Hello! I have never baked with fresh yeast myself, but I don't see why it wouldn't work. One envelope of yeast contains 0.25oz (7g) of yeast. According to Cook's Illustrated, you should approximately double the amount of yeast you're using (by weight) if you're using fresh. This would mean you would need to use 14g or 0.5oz. I believe the process for fresh yeast is the same as active dry, in which case you need to proof it in warm water before mixing into the dough, just like in this recipe. I'd love to hear how they turn out for you!
Made tonight with leftover Asado Puerco. Yummo!!! Not as hard as you think. Soft but good structure. Tasty too.

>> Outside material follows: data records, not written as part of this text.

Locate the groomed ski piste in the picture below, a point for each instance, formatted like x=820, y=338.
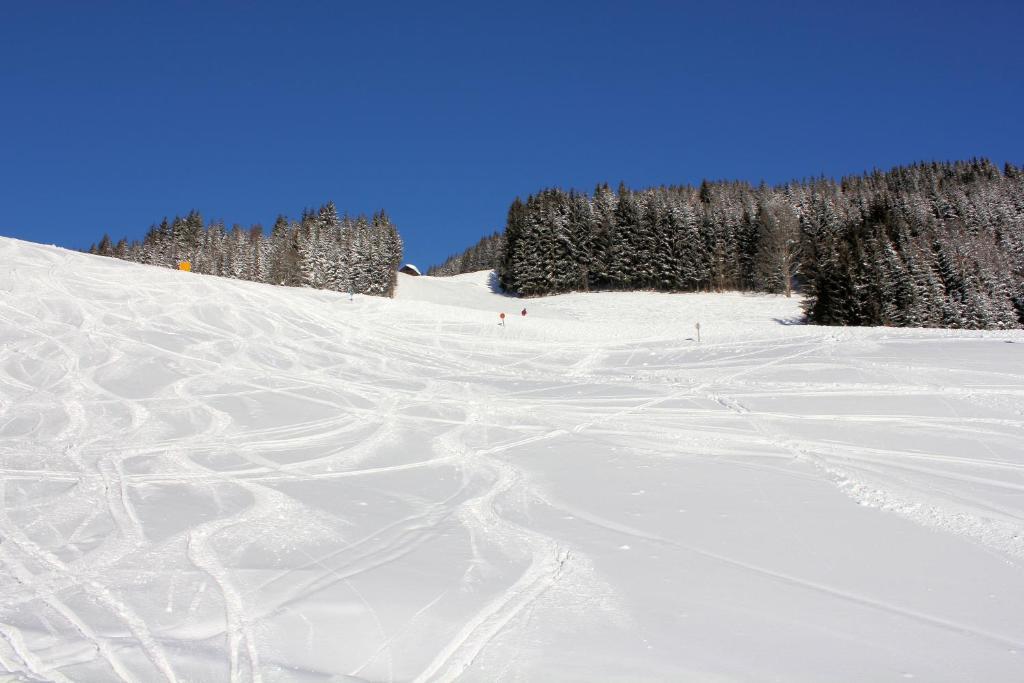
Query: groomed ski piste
x=205, y=479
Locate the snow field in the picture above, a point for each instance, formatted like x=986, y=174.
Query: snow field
x=206, y=479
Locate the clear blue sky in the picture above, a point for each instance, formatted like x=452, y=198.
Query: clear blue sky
x=115, y=115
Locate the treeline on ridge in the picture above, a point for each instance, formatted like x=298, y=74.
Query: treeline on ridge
x=484, y=255
x=928, y=245
x=321, y=250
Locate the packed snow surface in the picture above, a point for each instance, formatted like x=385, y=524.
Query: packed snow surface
x=212, y=480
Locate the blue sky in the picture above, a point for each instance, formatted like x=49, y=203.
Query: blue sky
x=115, y=115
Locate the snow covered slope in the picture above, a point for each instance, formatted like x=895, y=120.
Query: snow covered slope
x=209, y=480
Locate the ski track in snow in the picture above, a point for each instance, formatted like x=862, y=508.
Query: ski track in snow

I make a lot of homemade bread (English muffins, sandwich bread, flatbread, rolls, etc), but I'd never tried my hand at hamburger buns. Made this recipe today for my husband's birthday dinner and they were PERFECT. Even after all the breads I've made, I was so surprised and thrilled at how great these turned out. Thank you for the wonderful recipe! One more thing I can make for myself instead of buying less nutritious options at the store! 🙂
Really great recipe. I’ve made several recipies for buns in the past but these were better. I made these buns today for hamburgers tonight. I made 10 and they were the perfect size. The rest will go in the freezer for next time. Delicious!
Just made these and I will never buy burger buns again. So fluffy and flavourful! My husband ate his burger and then ate another bun by itself afterward because he was so impressed. Adjustments I made: used olive oil instead of butter (I avoid dairy) and i used a little bit of egg white from a carton with some sesame seeds for the wash/topping part. Next time I’ll try an ‘everything spice’ mix for the topping because I think it will make them perfect. Thanks for the recipe, it will be a permanent addition to my recipe book. 🙂
Just made these and they were amazing!!! My children loves them!
Left a review on Pinterest but thought I’d add here too! DO IT! Amazingly easy (by hand!) “set it and forget it” recipe. I’ve always had trouble with proofing, but had no issues with this at all. Never did flour in the original yeast mixture before (usually just yeast, sugar or honey, and warm water), so maybe that’s the trick? I don’t know but don’t care! The family tore these apart as prosciutto sandwiches and even plain w/ marmalade, honey or whatever else we had! Did an egg white and milk wash and butter after done to achieve the color here.
My house smells amazing and I will definitely be making these agin and sharing with as many people as I can. Such a great recipe thank you for sharing it
I was looking for a recipe for hamburger buns. After trying 3 or 4, I stumbled upon this one and fell in love. They're perfect. Airy, tasty and worth it. Doesn't take a lot and I enjoy being able to make a few vs 8. Thanks!! Def a keeper.
This is the best bun recipe ever! I have made some that turned out heavy and yeasty. These are light and fluffy and taste amazing! I made up to the first rise in my bread machine and then added in a little more of that extra 1/2 cup of flour when I formed the buns. Thank you!
Best homemade buns. They came out perfect. I am not an avid baker but these buns made me look like one. Thank you for the recipe.
First time baking buns! WOW I am never looking back! Thank you! I used a silicon pand made for buns that I found ion Amazon. It makes 8 buns and your recipe was a perfect match. They dough weighed about 3.1 ounce each and made tall beautiful buns.